In another case our office co-counseled, a federal court jury returned a verdict in favor of the association and against an elderly woman with dementia who was unable to prove her emotional support animal was necessary for her to use and enjoy her dwelling by alleviating the symptoms of her illness.
Recently, in another case our firm handled, several different doctors testified at deposition that they wrote a medical note for a unit owner simply because they were asked to do so. The idea for a pet was not their medical diagnosis, but simply the suggestion of their patient. These doctors did not follow up to see if the pet was relieving the disability and had no idea if it was working. They simply did a favor for a patient, which happens far more often than should seem possible. One of the doctors even had a sign on his office door that said “No Dogs Allowed” and admitted under oath that he would not allow the emotional support animal that he prescribed, to enter his own medical office.

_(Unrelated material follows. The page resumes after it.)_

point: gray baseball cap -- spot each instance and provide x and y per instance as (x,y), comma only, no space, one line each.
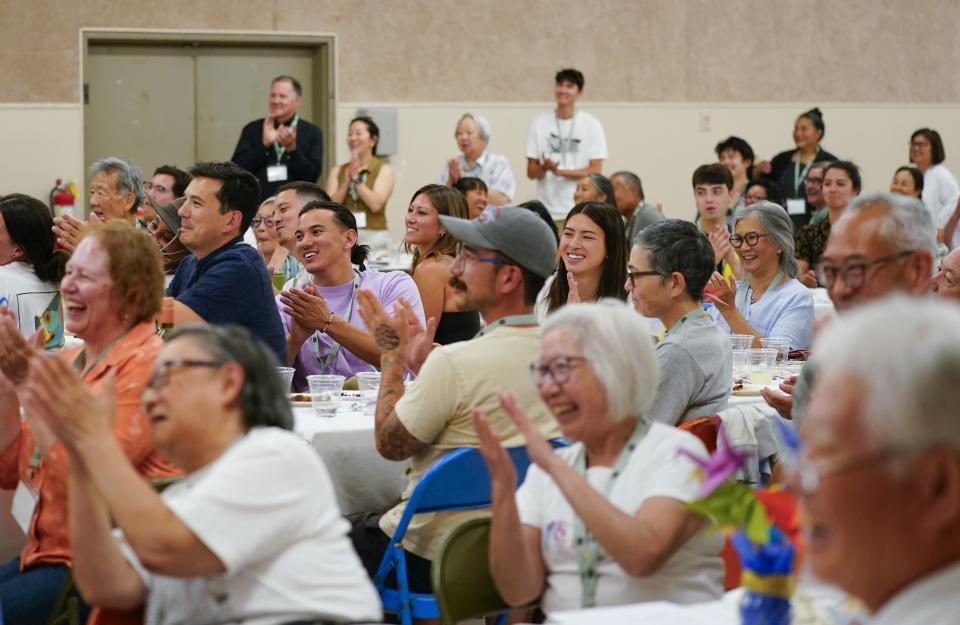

These doctors, or any healthcare professional for that matter, should know that these favors to their patients costs associations thousands of dollars in legal fees and court costs, when they decide to fight what are clearly bogus disability claims. Worse yet, because of all of the fake service animals and emotional support animals, people with real disabilities and who have legitimate service animals are suffering. On the Condo Craze radio show about two years ago, my guests who were severely disabled, one of whom lives in a wheelchair, told stories of how businesses discriminate against them and their real service animals. They told everyone that many times they are told by business owners that they can’t bring their service animal into a business establishment because the business owner says they don’t know any longer which animals are real and which ones are fake, and they are tired of these animals going to the bathroom on the floor, barking and biting their customers. As a result — no animal gets in, despite the fact that some requests may be legitimate.
So where are we at? Some good news is that it is now a crime in Florida to represent your animal as a service animal if it isn’t. It should also be obvious that true service animals should never be turned away from an association if that animal was trained and assists a clearly disabled person with their disability. That’s a no brainer. The more difficult issue is dealing with requests for emotional support animals, when the resident has no outward physical disabilities, and even works all day while the animal remains at home. Notwithstanding same, when presented with a request for a service animal or an emotional support animal, the association should act as quickly as possible so as not to “constructively” deny someone their rights.